Maybe BCE / Ontario Teachers needs JP Morgan
BCE Takeover Part 32
JP Morgan is providing US$11 billion of debt to Mars so that it can consume Wrigley’s in one sitting. Wasn’t it just last week that private equity investors were being conditioned by their banks to believe that they couldn’t do mega loan packages as they’d have to write them down by 10-15% immediately after closing?
The story went something along the lines of: “I’d love to complete the loan for First Data/ADS/Clear Channel/BCE but if we close it’ll blow the quarter out of the water, and whatever profit we thought we’d make on the deal will be lost 30x over.”
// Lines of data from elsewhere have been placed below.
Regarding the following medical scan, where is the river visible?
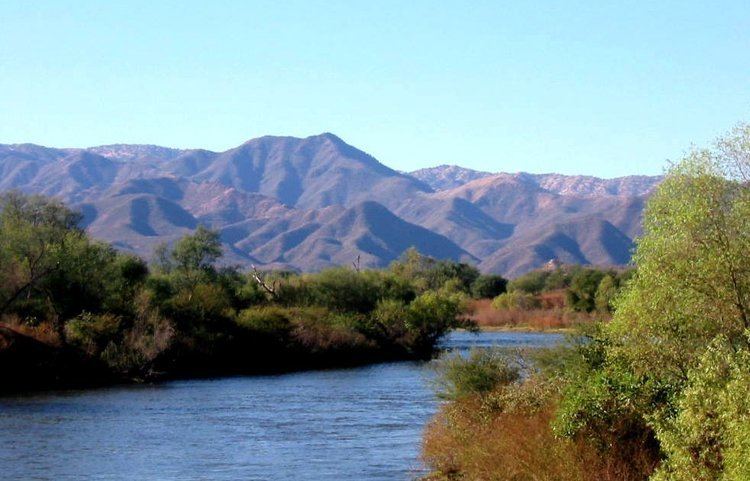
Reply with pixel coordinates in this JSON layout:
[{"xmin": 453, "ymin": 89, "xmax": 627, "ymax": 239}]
[{"xmin": 0, "ymin": 331, "xmax": 562, "ymax": 481}]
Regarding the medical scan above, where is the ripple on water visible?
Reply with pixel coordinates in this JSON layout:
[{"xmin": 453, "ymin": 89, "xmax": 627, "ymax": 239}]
[{"xmin": 0, "ymin": 331, "xmax": 562, "ymax": 481}]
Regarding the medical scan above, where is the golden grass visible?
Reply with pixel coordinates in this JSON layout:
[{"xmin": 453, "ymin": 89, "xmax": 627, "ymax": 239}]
[
  {"xmin": 465, "ymin": 296, "xmax": 606, "ymax": 332},
  {"xmin": 422, "ymin": 392, "xmax": 657, "ymax": 481}
]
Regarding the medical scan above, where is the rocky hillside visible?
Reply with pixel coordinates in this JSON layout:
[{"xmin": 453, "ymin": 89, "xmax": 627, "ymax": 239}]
[{"xmin": 0, "ymin": 134, "xmax": 661, "ymax": 276}]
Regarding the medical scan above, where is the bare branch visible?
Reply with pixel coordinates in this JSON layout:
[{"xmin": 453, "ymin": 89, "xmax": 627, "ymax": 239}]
[{"xmin": 251, "ymin": 264, "xmax": 277, "ymax": 297}]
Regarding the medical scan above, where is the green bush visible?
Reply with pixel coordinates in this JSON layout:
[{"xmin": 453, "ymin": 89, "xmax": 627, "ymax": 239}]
[
  {"xmin": 305, "ymin": 268, "xmax": 382, "ymax": 312},
  {"xmin": 389, "ymin": 247, "xmax": 479, "ymax": 294},
  {"xmin": 405, "ymin": 290, "xmax": 468, "ymax": 354},
  {"xmin": 651, "ymin": 337, "xmax": 750, "ymax": 481},
  {"xmin": 370, "ymin": 298, "xmax": 409, "ymax": 339},
  {"xmin": 235, "ymin": 306, "xmax": 292, "ymax": 337},
  {"xmin": 165, "ymin": 282, "xmax": 233, "ymax": 329},
  {"xmin": 491, "ymin": 291, "xmax": 541, "ymax": 310},
  {"xmin": 565, "ymin": 268, "xmax": 607, "ymax": 312},
  {"xmin": 507, "ymin": 270, "xmax": 551, "ymax": 294},
  {"xmin": 287, "ymin": 307, "xmax": 373, "ymax": 353},
  {"xmin": 65, "ymin": 312, "xmax": 122, "ymax": 355},
  {"xmin": 434, "ymin": 348, "xmax": 520, "ymax": 400},
  {"xmin": 470, "ymin": 274, "xmax": 508, "ymax": 299}
]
Once again, JP Morgan (JPM:NYSE) flies in the face of group think and puts up a new massive loan package. The Mars deal isn’t the fulfillment of a 2007 commitment, but an entirely new deal. Which begs a question. If JP Morgan is following the logic of Citibank, RBS and Deutsche, won’t JP Morgan’s Mr. Dimon have to write down his Mars facility by US$1 billion or more once the Wrigley’s deal closes (with the help of Warren Buffet)?
It can’t be so simple as the rumoured lack of syndication by JP Morgan of the Mars debt. Surely the primary loan market isn’t immune from what’s going on in the secondary world. If corporate loans are trading between 85 and 92 cents on the dollar, how can JP Morgan’s auditors pretend that the Mars debt is worth par once it’s on the books?
But, let’s say that it is. Doesn’t that blow a hole in the theory that Citibank, TD Bank, RBOS, Deutsche, et al will ultimately avoid funding their portions of the BCE going-private debt facility solely to dodge a huge writedown of that LBO loan at closing?
Or worse, is the accounting overlay more to do with now-too-tight pricing in the original loan commitment.
The silence around the largest LBO deal in history (other than the innocuous CRTC delay) sent me for the exits about twelve days ago at $37.96 (see prior post “BCE put options tell a story” April 18-08), but the JP Morgan / Mars announcement might warrant a second thought should BCE trade below $35; a point where the upside and downside starts to look more attractive than the $38 level. Make $4,75 if it closes, loses $10 if it doesn’t.
That Citibank is raising US$3 billion, to go along with RBOS’s multibillion dollar rights offering, isn’t a bad sign either. But all OTPPB, Providence and Madison Dearborn really need is a minor a dose of Dimon.
MRM
Hi!
Where does this $10 to the downside figure you keep referring to come from?
As an average joe blow it looks to me like BCE is a cash printing press.
The downside estimate is based upon equity research analyst publications that guesstimtaed that BCE would trade down to $26-$28 if the Teachers LBO falls apart.
As an average Joe, you can do your own analysis, however.
The calc is something like:
– where was BCE trading prior to the KKR going-private rumours?
– subtract an estimate of whatever impact the federal government’s decision to open up some of the wireless spectrum could have on Bell’s mobile business (look at how Rogers B shares have traded since that decision as a proxy, recognizing that the market is down during that timeframe as well); hint: Rogers is down more than 10%
– subtract an estimate for the impact of the selloff in the S&P 500 since the rumours came to the surface
– add back an estimate of what Telus might do vis-a-vis a merger with BCE should the LBO fall away, and the impact that speculation could have on BCE shares
Voila. You arrive at a number that’s not any lower than $25, but sure isn’t $30 should the LBO collapse in June.